The eleventh hour of the eleventh day of the eleventh month in 1918 marked the official end of hostilities between Germany and the Allies. This was, as you know, supposed to be the “war to end all wars.” With that sentiment still fresh in the minds of everyone a year later, President Woodrow Wilson declared November 11th as Armistice Day by saying, “To us in America, the reflections of Armistice Day will be filled with solemn pride in the heroism of those who died in the country’s service and with gratitude for the victory, both because of the thing from which it has freed us and because of the opportunity it has given America to show her sympathy with peace and justice in the councils of the nations…”
Unfortunately, the peace didn’t last and the world was back at war approximately 20 years later. The US would be involved in yet another war, the Korean War, in the 1950s. These two wars brought about the feeling that Armistice Day should honor all the veterans, not just those from WWI. With that, Armistice Day was officially changed to Veterans Day in 1954.
In 1968, a law was passed to changed the day of observance from November 11th to the fourth Monday in October. This was to go into effect in 1971. Not every state was thrilled with the change and many of the states slowly moved the observance of Veterans Day back to November.

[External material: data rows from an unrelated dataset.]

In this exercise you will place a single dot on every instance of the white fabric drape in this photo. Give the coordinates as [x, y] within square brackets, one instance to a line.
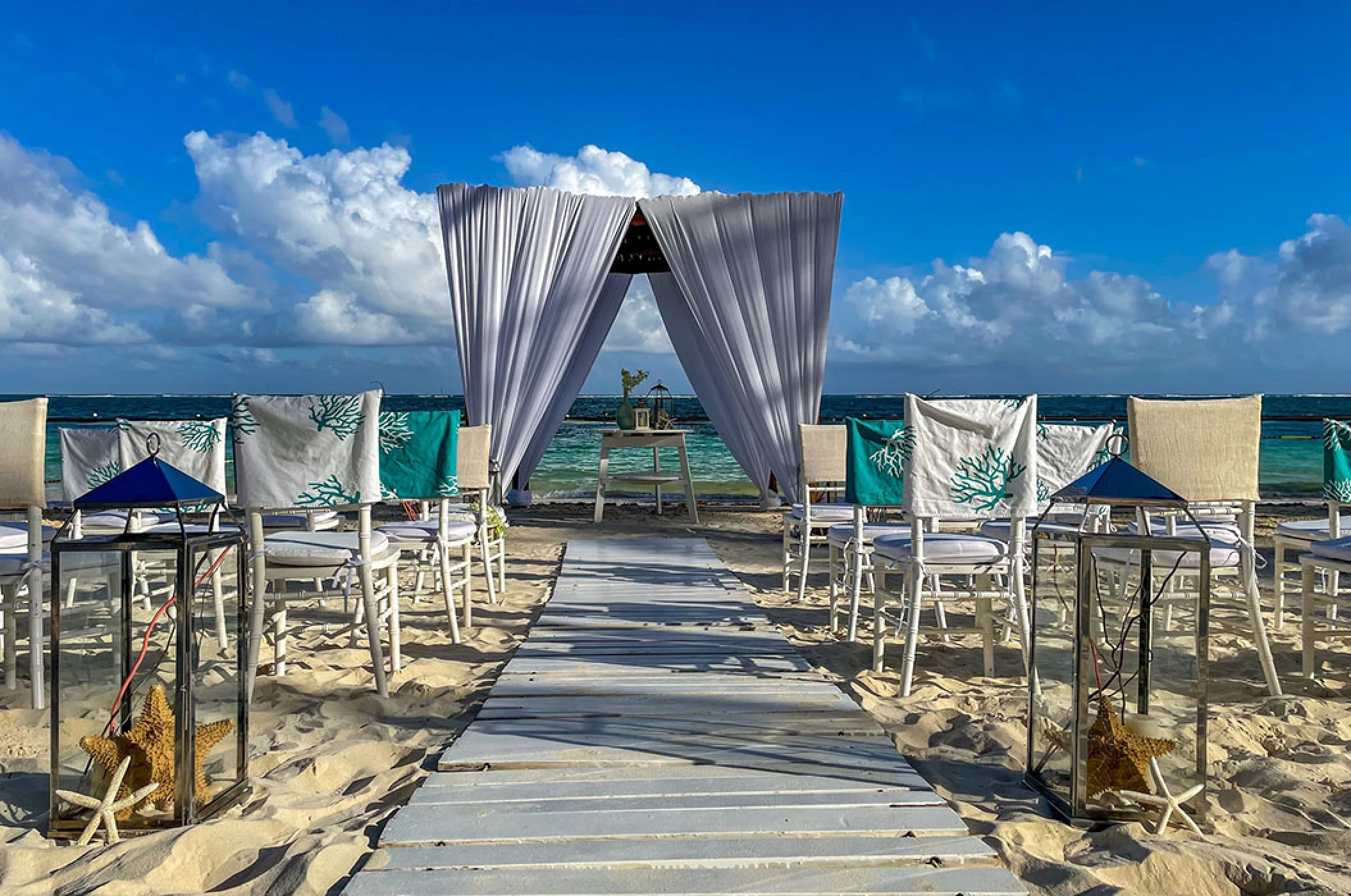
[579, 366]
[526, 269]
[746, 305]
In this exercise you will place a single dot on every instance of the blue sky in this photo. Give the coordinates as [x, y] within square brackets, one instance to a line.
[1072, 197]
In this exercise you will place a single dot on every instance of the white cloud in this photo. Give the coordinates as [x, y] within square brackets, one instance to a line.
[594, 170]
[334, 126]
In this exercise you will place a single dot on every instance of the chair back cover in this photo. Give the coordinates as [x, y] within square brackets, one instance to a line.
[1336, 462]
[307, 451]
[418, 454]
[876, 462]
[1065, 452]
[472, 470]
[88, 459]
[1204, 450]
[972, 458]
[197, 447]
[823, 452]
[23, 432]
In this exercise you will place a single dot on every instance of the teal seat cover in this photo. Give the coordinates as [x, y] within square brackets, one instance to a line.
[418, 454]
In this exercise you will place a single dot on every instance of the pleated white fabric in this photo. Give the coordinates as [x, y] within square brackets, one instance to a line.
[746, 307]
[526, 269]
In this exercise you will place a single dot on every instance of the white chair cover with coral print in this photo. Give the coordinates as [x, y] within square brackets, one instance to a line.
[197, 447]
[307, 451]
[88, 459]
[972, 458]
[1065, 452]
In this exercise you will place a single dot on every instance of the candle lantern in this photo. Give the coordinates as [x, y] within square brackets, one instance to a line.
[1118, 669]
[659, 399]
[148, 648]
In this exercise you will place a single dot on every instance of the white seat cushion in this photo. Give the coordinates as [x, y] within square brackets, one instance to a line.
[1332, 548]
[943, 547]
[426, 529]
[1308, 529]
[825, 513]
[320, 548]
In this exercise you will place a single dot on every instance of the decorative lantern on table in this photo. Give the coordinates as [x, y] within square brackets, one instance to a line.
[661, 403]
[146, 660]
[1118, 676]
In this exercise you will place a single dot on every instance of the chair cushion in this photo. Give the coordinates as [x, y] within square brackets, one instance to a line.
[942, 547]
[1308, 529]
[320, 548]
[426, 529]
[1332, 548]
[825, 513]
[843, 532]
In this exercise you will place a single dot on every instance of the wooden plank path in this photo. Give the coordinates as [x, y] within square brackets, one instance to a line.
[657, 736]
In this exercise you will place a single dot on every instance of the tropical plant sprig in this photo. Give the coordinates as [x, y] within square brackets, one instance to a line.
[631, 380]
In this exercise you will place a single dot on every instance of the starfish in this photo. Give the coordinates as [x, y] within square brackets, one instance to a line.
[1166, 801]
[150, 744]
[106, 810]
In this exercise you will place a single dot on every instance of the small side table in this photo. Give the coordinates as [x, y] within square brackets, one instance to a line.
[656, 479]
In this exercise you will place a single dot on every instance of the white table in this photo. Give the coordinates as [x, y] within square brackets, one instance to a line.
[656, 479]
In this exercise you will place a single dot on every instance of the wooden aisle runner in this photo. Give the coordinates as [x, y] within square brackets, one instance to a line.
[656, 735]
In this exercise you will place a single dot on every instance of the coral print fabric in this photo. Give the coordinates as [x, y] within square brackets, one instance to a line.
[876, 462]
[307, 451]
[1336, 462]
[418, 454]
[972, 458]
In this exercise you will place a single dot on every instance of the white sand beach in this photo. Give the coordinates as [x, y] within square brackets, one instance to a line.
[332, 760]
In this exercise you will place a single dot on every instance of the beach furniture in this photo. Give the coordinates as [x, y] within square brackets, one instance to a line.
[805, 524]
[23, 432]
[1329, 554]
[303, 452]
[418, 465]
[967, 459]
[1207, 451]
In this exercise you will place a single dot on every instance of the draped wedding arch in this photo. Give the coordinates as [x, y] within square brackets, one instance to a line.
[742, 282]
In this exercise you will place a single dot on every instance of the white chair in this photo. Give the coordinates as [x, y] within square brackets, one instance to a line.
[23, 435]
[303, 452]
[805, 524]
[969, 458]
[1207, 451]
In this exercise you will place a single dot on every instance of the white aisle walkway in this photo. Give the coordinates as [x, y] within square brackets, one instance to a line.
[656, 735]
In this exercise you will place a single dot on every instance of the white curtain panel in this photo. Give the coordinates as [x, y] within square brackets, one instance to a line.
[307, 451]
[1065, 452]
[579, 366]
[754, 280]
[972, 458]
[526, 269]
[197, 447]
[88, 459]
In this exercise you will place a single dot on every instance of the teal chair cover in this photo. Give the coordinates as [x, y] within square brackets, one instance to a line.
[418, 454]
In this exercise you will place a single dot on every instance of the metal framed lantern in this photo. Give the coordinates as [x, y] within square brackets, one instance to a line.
[661, 403]
[1118, 674]
[148, 648]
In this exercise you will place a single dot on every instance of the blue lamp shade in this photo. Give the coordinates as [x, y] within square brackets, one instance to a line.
[152, 483]
[1116, 482]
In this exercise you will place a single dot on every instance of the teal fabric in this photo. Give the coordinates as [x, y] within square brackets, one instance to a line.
[418, 454]
[1336, 462]
[876, 462]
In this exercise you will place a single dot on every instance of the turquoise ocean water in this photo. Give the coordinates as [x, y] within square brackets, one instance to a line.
[1292, 452]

A new law was passed in 1975 that officially moved Veterans Day back to November 11th, with the law going into effect in 1978.
Over the years, thousands of men and women have served in the military. Here at IHRA, we share the stories of handfuls of men who served in WWII. We have read and written about their experiences in combat and through that, we have developed a better understanding of what they gave up to fight for their country. We want to extend our thanks to all the veterans out there. Thank you for your service.